Mais bien sûr je parle juste pour dire de la merde.....
Soyons précis sur pourquoi l'AZERTY est une bouze :
1) Pour écrire facilement : les CHIFFRES et le POINT ne sont pas accessibles DIRECTEMENT (merci pour les utilisateurs de portables comme moi, c'est à se tirer une balle) alors que ce sont des touches que devraient de manière EVIDENTE être facilement accessibles....contrairement au clavier québecois.
2) Pour écrire correctement en français, l'AZERTY n'est PAS conçu pour pouvoir mettre des é ou des è en majuscule...ce qui a conduit des générations de personnes à dire que l'on accentuait pas les majuscules en français, puisque les éditeurs de livres et la presse écrite n'arrivait pas à le faire, et ce qui est TOTALEMENT FAUX.De plus il est strictgement impossible de faire des ligatures du style a e dans l'a avec un AZERTY ce qui est NECESSAIRE pour écrire CORRECTEMENT en français....contrairement au clavier québecois.
3) Pour l'informaticien pratique : quand tu boot sous Open-Firmware sur ton Mac, ou avec une disquette DOS sur ton PC, ou encore quand tu viens d'installer Xfree sur ton Linux...et bien l'agencement non-standard (juste pour casser les couilles,pour pas etre comme les amerloques) de touches commme le A,le Q,le Z ,le W a donné des cheveux blancs à des millions de personnes aux cours des années....contrairement au clavier québécois.

Mais bien sûr c'est juste différent, il n'ay a aucune justification au fait que le AZERTY soit une merde...je vais te faire un clavier avec 52 touches A et 54 touches Z et tu me dira qu'il est aussi très pratique quand on s'y est habitué ??????


----------



## MrStone (1 Septembre 2004)

Gallenza a dit:
			
		

> 2) Pour écrire correctement en français, l'AZERTY n'est PAS conçu pour pouvoir mettre des é ou des è en majuscule...ce qui a conduit des générations de personnes à dire que l'on accentuait pas les majuscules en français, puisque les éditeurs de livres et la presse écrite n'arrivait pas à le faire, et ce qui est TOTALEMENT FAUX.



Juste une ou deux précisions/réactions : ce n'est pas à cause du clavier de ton portable qu'on ne peut pas faire les cap accentuées, ou que les éditeurs ne veulent pas les faires.
Au départ c'est tout simplement parce que ça n'existait QUE dans les fontes composées à la main.
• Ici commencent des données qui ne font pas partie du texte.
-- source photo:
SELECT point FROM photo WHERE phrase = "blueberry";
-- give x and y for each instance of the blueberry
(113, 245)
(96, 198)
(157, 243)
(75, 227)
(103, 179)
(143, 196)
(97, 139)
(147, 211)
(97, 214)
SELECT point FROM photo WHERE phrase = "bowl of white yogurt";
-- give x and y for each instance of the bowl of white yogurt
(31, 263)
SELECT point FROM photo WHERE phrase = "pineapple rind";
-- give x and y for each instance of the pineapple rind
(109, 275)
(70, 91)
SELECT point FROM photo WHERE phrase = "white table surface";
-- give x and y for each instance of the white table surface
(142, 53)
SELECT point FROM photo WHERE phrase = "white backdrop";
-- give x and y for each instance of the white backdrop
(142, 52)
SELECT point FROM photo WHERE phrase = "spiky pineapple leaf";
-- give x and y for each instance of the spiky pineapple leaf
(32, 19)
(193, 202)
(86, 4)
Ce sont les débuts de l'automatisation et l'azerty des machines à écrire qui ont sonné le glas de la cap accentuée, mais c'était il y a fort longtemps. 
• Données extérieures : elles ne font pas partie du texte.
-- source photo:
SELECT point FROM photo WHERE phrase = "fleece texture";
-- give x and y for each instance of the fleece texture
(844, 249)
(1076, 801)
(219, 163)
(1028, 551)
Aujourd'hui tout le monde est libre des les faire (plus ou moins facilement je l'admets) avec son clavier, quel qu'il soit. Suffit d'un peu de bonne volonté, rien de plus.
Que devraient dire nos copains tchèques avec leur écriture toute accentuée de partout, hein ??? Ha ben on met pas de caron passqu'yenapasulklavié ??? 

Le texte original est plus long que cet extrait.